The Kalman filter reduces noise in the price data, providing a stable foundation for further analysis.
Sigmoid-Weighted Averaging
Applies a sigmoid function to calculate adaptive weights based on price comparisons over a user-defined lookback period (default: 10).
Weights are adjusted dynamically using a volatility ratio (standard deviation over ATR) to account for market conditions, enhancing signal reliability.
Z-score Calculation
Calculates the Z-score of the Kalman-filtered price relative to a sigmoid-weighted moving average over a user-defined period (default: 20).
Bullish Signal: Triggered when the Z-score crosses above 0, indicating potential upward momentum.
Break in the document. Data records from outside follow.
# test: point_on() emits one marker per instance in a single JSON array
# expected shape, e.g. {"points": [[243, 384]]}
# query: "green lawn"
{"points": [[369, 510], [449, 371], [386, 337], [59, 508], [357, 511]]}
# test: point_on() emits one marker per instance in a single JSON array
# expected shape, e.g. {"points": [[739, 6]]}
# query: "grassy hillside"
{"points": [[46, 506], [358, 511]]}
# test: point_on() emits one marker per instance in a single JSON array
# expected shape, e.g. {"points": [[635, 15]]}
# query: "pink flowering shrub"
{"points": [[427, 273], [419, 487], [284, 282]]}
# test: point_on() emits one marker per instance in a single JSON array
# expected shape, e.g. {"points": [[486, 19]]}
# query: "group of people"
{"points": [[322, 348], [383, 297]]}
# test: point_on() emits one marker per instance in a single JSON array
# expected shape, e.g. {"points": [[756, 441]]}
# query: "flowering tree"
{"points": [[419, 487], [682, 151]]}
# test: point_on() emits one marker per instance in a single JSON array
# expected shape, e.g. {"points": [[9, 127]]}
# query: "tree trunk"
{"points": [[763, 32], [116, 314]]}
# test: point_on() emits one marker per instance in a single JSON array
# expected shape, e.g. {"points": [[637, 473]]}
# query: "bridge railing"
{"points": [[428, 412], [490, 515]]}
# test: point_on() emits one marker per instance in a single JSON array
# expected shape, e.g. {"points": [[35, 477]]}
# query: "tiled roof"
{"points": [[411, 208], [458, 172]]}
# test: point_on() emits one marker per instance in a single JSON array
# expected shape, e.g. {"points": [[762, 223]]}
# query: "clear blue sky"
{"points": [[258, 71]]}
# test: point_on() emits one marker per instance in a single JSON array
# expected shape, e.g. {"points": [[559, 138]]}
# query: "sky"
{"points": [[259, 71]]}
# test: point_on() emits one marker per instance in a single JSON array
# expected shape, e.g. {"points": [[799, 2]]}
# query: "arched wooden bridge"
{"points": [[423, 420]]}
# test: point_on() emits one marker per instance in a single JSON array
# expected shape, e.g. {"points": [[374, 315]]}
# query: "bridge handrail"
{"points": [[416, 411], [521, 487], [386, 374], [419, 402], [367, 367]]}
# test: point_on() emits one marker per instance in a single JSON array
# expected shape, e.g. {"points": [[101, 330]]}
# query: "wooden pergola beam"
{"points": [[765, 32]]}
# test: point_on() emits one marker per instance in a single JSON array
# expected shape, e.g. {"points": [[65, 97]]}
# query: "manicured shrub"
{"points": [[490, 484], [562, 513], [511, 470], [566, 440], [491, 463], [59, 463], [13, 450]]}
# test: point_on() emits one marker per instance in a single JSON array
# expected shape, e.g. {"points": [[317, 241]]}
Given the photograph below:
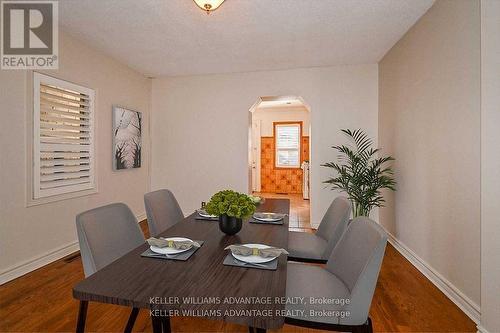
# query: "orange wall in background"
{"points": [[278, 180]]}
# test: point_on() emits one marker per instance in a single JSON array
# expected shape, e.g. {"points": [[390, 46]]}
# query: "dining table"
{"points": [[201, 286]]}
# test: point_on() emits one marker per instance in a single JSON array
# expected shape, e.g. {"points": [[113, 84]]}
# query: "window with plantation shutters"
{"points": [[287, 142], [63, 156]]}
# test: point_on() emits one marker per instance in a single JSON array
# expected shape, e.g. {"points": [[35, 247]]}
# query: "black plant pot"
{"points": [[229, 225]]}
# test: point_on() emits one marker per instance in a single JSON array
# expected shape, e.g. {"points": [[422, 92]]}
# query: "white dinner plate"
{"points": [[203, 213], [254, 259], [268, 217], [169, 250]]}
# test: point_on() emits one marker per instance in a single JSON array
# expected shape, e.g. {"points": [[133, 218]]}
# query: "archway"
{"points": [[279, 153]]}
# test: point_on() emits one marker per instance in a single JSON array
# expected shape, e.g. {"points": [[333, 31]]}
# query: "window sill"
{"points": [[55, 198]]}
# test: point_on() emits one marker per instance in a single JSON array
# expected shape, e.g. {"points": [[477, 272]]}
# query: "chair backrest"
{"points": [[163, 211], [356, 260], [334, 223], [105, 234]]}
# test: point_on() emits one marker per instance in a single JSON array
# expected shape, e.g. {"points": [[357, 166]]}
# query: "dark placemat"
{"points": [[198, 217], [232, 261], [280, 222], [181, 256]]}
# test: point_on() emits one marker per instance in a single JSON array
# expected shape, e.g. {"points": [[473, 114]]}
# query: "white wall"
{"points": [[429, 120], [200, 126], [490, 165], [268, 116], [48, 231]]}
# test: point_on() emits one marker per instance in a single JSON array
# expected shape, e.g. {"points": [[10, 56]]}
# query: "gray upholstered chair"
{"points": [[349, 279], [163, 211], [306, 247], [106, 234]]}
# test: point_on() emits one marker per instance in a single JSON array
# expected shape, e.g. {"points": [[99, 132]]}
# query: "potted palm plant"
{"points": [[361, 173], [231, 207]]}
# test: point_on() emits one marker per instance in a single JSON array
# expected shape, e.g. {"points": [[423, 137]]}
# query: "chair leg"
{"points": [[82, 316], [369, 328], [131, 320]]}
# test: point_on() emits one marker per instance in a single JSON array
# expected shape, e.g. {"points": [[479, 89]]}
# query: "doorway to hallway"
{"points": [[279, 154]]}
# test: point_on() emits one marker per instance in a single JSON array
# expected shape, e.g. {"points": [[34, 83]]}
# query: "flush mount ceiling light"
{"points": [[209, 5]]}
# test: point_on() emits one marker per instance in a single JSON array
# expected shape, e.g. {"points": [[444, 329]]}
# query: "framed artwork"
{"points": [[127, 138]]}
Bearish Signal: Triggered when the Z-score crosses below 0, indicating potential downward momentum.
Visual Representation
The indicator provides a clear and customizable visual interface:
Z-score Histogram: Displayed as colored columns, with distinct colors for bullish (Z-score > 0) and bearish (Z-score < 0) conditions.
Bright green (#4DFFBE) for rising Z-score above 0.
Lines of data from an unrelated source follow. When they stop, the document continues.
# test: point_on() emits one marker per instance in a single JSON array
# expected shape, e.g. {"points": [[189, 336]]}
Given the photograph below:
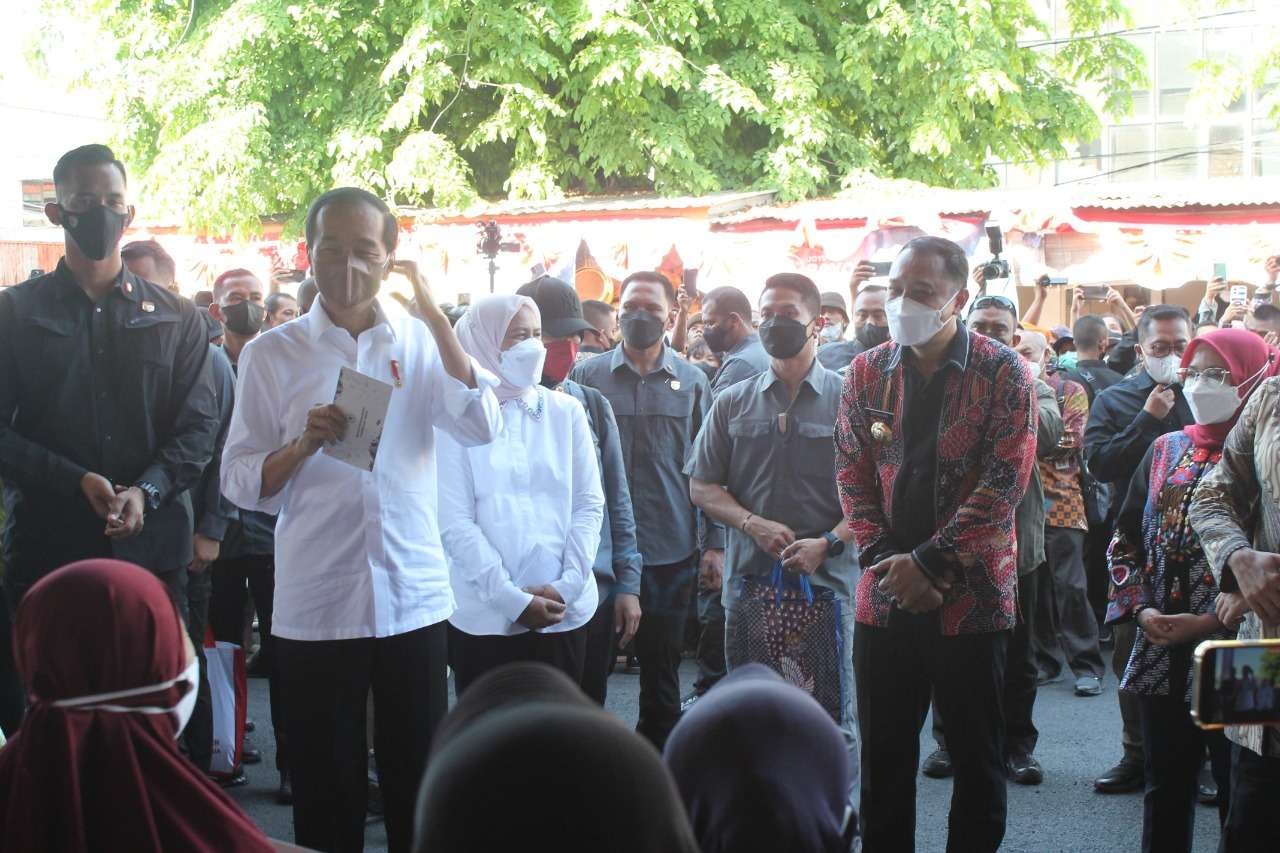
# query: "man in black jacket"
{"points": [[108, 414], [1124, 420]]}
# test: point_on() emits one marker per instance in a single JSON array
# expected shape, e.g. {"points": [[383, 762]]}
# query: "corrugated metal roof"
{"points": [[716, 204]]}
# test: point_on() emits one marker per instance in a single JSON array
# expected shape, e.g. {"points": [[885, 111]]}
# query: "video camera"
{"points": [[997, 267]]}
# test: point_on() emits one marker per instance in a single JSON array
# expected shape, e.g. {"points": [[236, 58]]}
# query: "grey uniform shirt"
{"points": [[748, 359], [785, 475], [658, 418]]}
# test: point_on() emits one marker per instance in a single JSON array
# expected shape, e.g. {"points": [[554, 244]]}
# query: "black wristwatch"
{"points": [[151, 493]]}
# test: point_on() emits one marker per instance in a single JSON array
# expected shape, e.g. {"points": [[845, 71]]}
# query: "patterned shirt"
{"points": [[1228, 516], [986, 450], [1060, 468], [1156, 561]]}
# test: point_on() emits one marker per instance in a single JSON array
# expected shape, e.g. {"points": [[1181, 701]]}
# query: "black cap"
{"points": [[560, 306]]}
Light green (#56DFCF) for falling Z-score above 0.
Dark purple (#AE75DA) for falling Z-score below 0.
Light purple (#4D2D8C) for rising Z-score below 0.
Price Bar Coloring: Synchronizes with the Z-score colors to reflect momentum on the main chart.
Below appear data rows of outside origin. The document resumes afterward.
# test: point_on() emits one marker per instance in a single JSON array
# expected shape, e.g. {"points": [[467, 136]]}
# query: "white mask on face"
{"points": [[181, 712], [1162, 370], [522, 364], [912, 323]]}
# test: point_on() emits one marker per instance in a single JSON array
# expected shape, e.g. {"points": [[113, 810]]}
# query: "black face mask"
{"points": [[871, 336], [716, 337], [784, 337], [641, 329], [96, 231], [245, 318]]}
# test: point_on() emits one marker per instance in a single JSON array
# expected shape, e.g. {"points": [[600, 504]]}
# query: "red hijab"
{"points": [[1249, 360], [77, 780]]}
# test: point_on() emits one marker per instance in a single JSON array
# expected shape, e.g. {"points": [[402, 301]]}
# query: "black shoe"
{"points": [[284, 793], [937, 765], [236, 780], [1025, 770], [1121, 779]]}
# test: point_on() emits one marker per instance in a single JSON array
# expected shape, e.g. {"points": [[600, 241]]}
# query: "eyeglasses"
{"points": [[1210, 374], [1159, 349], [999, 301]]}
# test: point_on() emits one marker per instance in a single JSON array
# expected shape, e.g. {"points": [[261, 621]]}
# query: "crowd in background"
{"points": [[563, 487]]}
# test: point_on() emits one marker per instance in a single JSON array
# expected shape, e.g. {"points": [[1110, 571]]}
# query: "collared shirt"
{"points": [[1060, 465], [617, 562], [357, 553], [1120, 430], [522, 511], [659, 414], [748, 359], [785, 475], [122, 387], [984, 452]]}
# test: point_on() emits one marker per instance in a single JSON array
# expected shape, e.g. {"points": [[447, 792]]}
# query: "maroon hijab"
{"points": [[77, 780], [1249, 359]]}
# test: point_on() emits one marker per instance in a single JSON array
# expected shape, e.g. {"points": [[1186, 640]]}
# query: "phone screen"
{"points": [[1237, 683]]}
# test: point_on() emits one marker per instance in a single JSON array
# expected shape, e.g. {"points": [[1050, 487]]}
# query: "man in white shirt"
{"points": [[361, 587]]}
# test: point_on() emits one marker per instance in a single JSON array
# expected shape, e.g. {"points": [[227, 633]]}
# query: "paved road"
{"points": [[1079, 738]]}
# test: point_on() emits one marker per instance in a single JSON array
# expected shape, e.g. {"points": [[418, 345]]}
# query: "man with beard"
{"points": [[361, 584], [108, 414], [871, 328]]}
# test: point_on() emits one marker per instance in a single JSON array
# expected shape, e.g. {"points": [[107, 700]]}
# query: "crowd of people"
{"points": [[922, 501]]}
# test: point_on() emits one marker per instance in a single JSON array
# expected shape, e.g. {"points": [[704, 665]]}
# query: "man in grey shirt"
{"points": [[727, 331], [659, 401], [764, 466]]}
Reference Line: A zero line is plotted on the Z-score panel for easy reference.
Customization & Parameters
The Kalman Sigmoid Z-score indicator offers flexible parameters to suit various trading styles:
Source: Select the input price (default: Close; options: Close, High, Low, Open).
Lookback Period: Set the period for sigmoid weight calculations (default: 10).
Volatility Period: Adjust the period for volatility ratio calculation (default: 30).
Base Steepness: Control the sigmoid function’s sensitivity (default: 5).
Base Midpoint: Set the sigmoid function’s midpoint (default: 0.01).
Z-score Period: Define the period for Z-score calculation (default: 20).
Kalman Parameters:
Process Noise (default: 0.01).
Measurement Noise (default: 3).
Filter Order (default: 3).
Color Settings: Predefined colors with distinct shades for bullish and bearish states, ensuring clear visual differentiation.
Trading Applications
This indicator is versatile and can be applied across various markets and strategies:
Momentum Trading: Highlights strong bullish or bearish momentum for potential entry or exit points based on Z-score crossings.
Trend Confirmation: Use bar coloring to confirm Z-score signals with price action on the main chart.
Reversal Detection: Identify potential reversals when the Z-score crosses the zero line.
Scalping and Swing Trading: Adjust parameters (e.g., lookback, Z-score period) to suit short-term or longer-term strategies.
Final Note
The Kalman Sigmoid Z-score indicator is a powerful tool for traders seeking to leverage advanced filtering and statistical analysis for momentum and trend-based opportunities. Its combination of Kalman-filtered price smoothing, sigmoid-weighted averaging, dynamic Z-score signals, and synchronized bar coloring offers a robust framework for informed trading decisions. As with all indicators, backtest thoroughly and integrate into a comprehensive trading strategy for optimal results. This indicator is provided for educational and informational purposes and should not be considered financial advice.